The Planning Board will meet again on January 14, beginning at 7 p.m. in the town office, where they are expected to take up a proposal again to operate a wedding barn on Morse Road.
Members of the Planning Board agreed earlier this month that not all abutters of 107 Morse Road were properly notified of the Dec. 10 public hearing. Although dozen’s of residents showed up to question the petitioner Peter Ulrickson – board members said no decision could be made and the application cannot be considered complete until they were sure all abutters were notified and had the opportunity to ask questions.
The plan is to operate a wedding barn at 107 Morse Road. The business will be called “Whitmarsh.” Events will be scheduled from 8 a.m. to 10 p.m. with a limit of 125 guests.
The house, that has about 20 acres, was built in 1820 and is known as “The Old Whitmarsh Place.”
“We accepted it as a completed application. We expected it had been done. It was a not the case,” Planning Board Chairman Dennis Gray told the participants at the Dec. 10 hearing, referring to the notification of all abutters. The mistake was on the part of the Planning Board, he said.
Residents at the hearing expressed some concern about the Morse Road plan questioning the possible adverse effect of increased traffic, noise, and other impacts to the area known historically as Swift’s Corner.
In July of 2014, the Planning Board voted 4-1 to approve a plan by Granite Ridge Estate to use a rural lodge and a then new luxury barn at 65 Delano Drive for wedding parties and other events.
The Delano Drive wedding barn is located near the intersection of Morse Road and about two miles south east of the proposed wedding barn.

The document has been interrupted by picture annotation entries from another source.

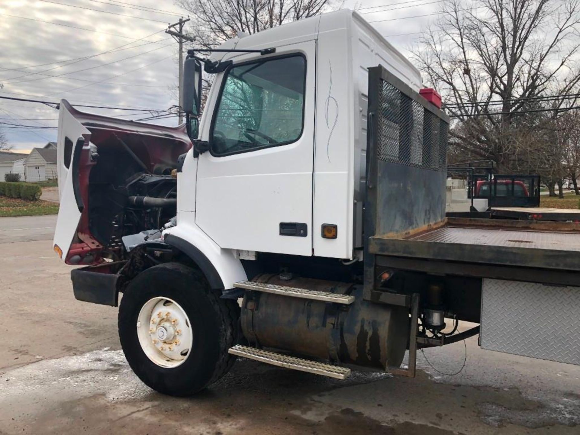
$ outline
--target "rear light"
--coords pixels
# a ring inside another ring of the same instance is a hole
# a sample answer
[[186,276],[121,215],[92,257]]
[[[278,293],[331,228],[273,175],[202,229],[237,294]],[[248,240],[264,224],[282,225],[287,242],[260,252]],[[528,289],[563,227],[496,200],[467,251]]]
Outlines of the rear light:
[[441,108],[441,95],[433,88],[423,88],[419,93],[436,107]]
[[322,238],[336,238],[338,235],[338,227],[333,223],[323,223],[322,226]]

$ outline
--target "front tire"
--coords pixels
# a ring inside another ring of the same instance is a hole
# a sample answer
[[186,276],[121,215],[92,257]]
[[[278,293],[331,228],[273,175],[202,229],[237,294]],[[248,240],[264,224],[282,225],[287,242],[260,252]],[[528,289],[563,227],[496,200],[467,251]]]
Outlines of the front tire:
[[127,287],[119,338],[129,366],[145,384],[190,396],[217,380],[235,357],[240,307],[209,288],[198,270],[179,263],[154,266]]

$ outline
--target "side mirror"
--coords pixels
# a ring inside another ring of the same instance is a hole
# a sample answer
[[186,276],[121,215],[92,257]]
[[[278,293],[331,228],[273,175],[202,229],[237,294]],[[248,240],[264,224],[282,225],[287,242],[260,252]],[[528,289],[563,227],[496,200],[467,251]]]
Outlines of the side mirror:
[[197,116],[201,105],[201,63],[195,57],[188,57],[183,64],[182,86],[183,111]]

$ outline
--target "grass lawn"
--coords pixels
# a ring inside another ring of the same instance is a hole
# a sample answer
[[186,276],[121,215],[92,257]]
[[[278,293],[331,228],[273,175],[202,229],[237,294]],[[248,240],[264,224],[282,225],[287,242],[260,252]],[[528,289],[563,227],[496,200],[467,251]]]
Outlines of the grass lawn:
[[0,196],[0,217],[56,215],[59,205],[48,201],[26,201]]
[[574,191],[565,192],[564,198],[549,197],[542,195],[540,197],[540,206],[549,208],[572,208],[577,209],[580,202],[580,195],[576,195]]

The 2014 vote allowed Portland-based business owner Anthony Fratianne to host up to 200 people in a new 3,500-square-foot barn and timber-framed lodge which overlook the White Mountains of New Hampshire. The barn is accessed by Nancy Ann Drive, a narrow, private dirt road off Norway Center Road.
A large number of residents turned out in 2014 to oppose that venture based on many of the same concerns as the Morse Road proposal, but Planning Board members say they have not heard of any problems since the business started operating.
Norway has no zoning laws, and there are no guidelines on commercial business development in residential areas. The applicant has to meet certain conditions for the change of use request to be approved by the Planning Board.